M. Robert del Picchia :
Effectivement c'est ce qui s'est passé lorsque M. Louis Schweizer a installé la nouvelle entité Renault-Nissan en Hollande à la grande surprise du Premier ministre d'alors, M. Lionel Jospin.
M. Pierre Bernard Reymond :
On pourrait également citer les entreprises américaines en Irlande.
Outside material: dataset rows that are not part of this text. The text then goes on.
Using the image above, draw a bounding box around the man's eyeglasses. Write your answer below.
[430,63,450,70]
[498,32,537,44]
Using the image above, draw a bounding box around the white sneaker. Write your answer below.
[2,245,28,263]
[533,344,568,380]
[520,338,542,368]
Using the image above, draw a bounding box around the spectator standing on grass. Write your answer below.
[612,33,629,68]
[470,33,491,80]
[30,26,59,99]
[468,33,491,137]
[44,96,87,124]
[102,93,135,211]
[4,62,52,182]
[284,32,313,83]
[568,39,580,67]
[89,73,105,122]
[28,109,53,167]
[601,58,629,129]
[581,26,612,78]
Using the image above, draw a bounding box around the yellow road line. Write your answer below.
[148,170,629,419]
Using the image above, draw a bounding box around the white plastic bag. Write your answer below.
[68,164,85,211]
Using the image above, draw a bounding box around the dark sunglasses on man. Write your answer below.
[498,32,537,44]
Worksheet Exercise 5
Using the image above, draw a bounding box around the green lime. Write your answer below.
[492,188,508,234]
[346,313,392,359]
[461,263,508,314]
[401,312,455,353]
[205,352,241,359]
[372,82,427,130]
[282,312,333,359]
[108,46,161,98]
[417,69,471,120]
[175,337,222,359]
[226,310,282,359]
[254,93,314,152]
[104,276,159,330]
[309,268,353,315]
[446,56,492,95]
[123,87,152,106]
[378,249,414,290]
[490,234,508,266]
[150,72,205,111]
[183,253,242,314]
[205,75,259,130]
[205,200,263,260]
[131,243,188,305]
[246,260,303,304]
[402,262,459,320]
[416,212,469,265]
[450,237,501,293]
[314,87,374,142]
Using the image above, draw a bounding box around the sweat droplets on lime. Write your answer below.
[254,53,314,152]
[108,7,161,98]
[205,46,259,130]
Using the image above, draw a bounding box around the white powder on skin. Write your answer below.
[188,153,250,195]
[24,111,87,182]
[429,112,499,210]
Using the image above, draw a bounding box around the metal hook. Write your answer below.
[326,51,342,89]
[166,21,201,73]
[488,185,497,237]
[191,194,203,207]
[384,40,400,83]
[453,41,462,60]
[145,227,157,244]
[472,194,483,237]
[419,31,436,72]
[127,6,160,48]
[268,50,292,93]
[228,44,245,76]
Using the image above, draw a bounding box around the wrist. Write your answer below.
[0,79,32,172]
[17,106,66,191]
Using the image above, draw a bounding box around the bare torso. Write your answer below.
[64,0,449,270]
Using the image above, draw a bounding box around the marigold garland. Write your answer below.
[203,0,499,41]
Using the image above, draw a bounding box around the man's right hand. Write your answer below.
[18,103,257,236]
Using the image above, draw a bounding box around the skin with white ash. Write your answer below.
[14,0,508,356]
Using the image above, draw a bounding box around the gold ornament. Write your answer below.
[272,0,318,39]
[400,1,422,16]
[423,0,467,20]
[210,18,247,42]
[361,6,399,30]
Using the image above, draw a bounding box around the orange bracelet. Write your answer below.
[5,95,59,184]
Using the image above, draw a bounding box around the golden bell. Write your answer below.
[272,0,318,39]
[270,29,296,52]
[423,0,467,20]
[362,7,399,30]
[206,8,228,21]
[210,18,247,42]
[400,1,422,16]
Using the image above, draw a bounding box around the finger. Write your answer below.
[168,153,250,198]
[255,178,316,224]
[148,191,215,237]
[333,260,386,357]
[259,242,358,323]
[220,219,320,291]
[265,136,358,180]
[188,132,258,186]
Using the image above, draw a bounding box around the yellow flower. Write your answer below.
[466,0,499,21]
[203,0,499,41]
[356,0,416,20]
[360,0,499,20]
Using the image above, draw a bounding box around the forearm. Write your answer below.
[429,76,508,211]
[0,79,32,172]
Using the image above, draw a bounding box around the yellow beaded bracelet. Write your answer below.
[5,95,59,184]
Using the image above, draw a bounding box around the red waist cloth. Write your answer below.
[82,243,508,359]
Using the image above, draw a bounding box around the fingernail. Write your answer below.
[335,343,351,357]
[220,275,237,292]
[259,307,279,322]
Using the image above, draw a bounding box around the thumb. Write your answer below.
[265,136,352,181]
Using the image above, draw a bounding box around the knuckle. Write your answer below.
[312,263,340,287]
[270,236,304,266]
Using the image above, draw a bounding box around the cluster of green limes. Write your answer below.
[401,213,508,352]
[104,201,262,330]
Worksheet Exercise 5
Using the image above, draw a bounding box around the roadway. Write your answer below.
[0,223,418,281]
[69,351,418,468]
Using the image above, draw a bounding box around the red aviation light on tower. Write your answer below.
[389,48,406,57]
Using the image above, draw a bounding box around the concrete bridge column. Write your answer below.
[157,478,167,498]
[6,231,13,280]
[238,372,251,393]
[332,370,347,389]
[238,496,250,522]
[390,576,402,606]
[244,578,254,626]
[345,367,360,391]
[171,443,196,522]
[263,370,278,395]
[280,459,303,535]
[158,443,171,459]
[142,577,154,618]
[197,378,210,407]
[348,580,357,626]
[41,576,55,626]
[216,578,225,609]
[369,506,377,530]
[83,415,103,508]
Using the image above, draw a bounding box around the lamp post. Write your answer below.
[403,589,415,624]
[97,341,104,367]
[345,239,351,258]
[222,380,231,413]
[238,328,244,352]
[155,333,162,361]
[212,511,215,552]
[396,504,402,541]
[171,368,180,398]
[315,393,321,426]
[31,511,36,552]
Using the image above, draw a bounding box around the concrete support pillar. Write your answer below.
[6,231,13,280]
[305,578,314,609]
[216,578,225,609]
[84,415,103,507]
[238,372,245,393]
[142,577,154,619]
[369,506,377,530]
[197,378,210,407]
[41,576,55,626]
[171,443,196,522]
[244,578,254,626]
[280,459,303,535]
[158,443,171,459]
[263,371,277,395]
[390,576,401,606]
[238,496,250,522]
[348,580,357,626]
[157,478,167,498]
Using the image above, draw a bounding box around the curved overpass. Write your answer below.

La construction européenne est en train de se gripper, notamment parce que la crise fait renaître les réflexes nationaux, et même si l'Europe a toujours progressé par petits pas, ces petits pas sont de plus en plus petits ; mais c'est mieux que rien et c'est pour cela que nous devons nous montrer favorables à ce projet de directive : si ce 28e régime est attractif, il deviendra un jour la règle commune.
M. Roland Ries :
Je connais le proverbe selon lequel tous les grands voyages commencent par un pas : encore faut-il que la direction soit la bonne ! J'aimerais en être sûr dans ce cas.
*
À l'issue de ce débat, la commission des affaires européennes a conclu à l'unanimité au dépôt de la proposition de résolution suivante, parue sous le numéro 580 :
Proposition de résolution européenne
Le Sénat,
Vu l'article 88-4 de la Constitution,
Vu la proposition de directive du Conseil (E 6136) concernant une assiette commune consolidée pour l'impôt sur les sociétés (ACCIS),
Considérant qu'en raison des différences considérables qui existent entre les régimes fiscaux nationaux dans l'Union européenne, les entreprises se heurtent à de nombreuses difficultés pour exercer leurs activités dans plusieurs États membres et qu'ainsi elles peinent à tirer pleinement parti du marché unique mis en place pour garantir la libre circulation des personnes, des biens, des services et des capitaux ;
Considérant que, faute d'une méthode de calcul unique de l'assiette imposable et faute de la possibilité de consolider leurs résultats, les entreprises exerçant leurs activités sur le territoire de l'Union, sont souvent confrontées à la surimposition et à la double imposition et que l'ACCIS leur permettra de réaliser des économies importantes ;
Considérant que la situation actuelle décourage les investissements dans l'Union et qu'elle va à l'encontre des priorités établies par l'Union dans sa communication « Europe 2020 - Une stratégie pour une croissance intelligente, durable et inclusive » ;
Considérant enfin qu'une concurrence fiscale déloyale en matière de taxation des bénéfices des entreprises nuit à l'emploi et à la croissance en Europe ;
- approuve dans son esprit la démarche de la Commission telle que contenue dans sa proposition de directive ;
- juge que cette proposition de directive est une étape importante et positive dans l'établissement progressif d'une harmonisation fiscale européenne ;
- estime que l'ACCIS constitue le pendant indispensable à la future société de droit européen ;
- s'interroge sur la faculté laissée
aux sociétés d'opter pour l'ACCIS ou de se maintenir dans le
système actuel dans la mesure où ce choix compliquera la
tâche des services fiscaux et surtout dans la mesure où la
concurrence fiscale entre les États membres ne peut être lisible
et loyale que si les taux d'imposition comparée s'appliquent à
des bases identiques ;
- considère que les taux d'imposition des sociétés variant du simple au triple dans l'Union européenne, il conviendrait d'envisager, à terme, une fourchette moyenne plus resserrée, écartant les extrêmes ;
- demande au Gouvernement de s'assurer que, le taux d'imposition sur les sociétés étant un des plus élevés en France, la méthode de calcul de l'assiette imposable proposée par la Commission qui élargit sensiblement cette assiette par rapport à la méthode actuellement pratiquée en France, n'ait pas pour conséquence d'alourdir l'impôt sur les sociétés payé sur notre territoire ;
- estime que les premières difficultés rencontrées par cette proposition de directive ne doivent pas amener à y renoncer et qu'au contraire, en l'absence de consensus, il conviendrait d'envisager une coopération renforcée pour sa mise en oeuvre.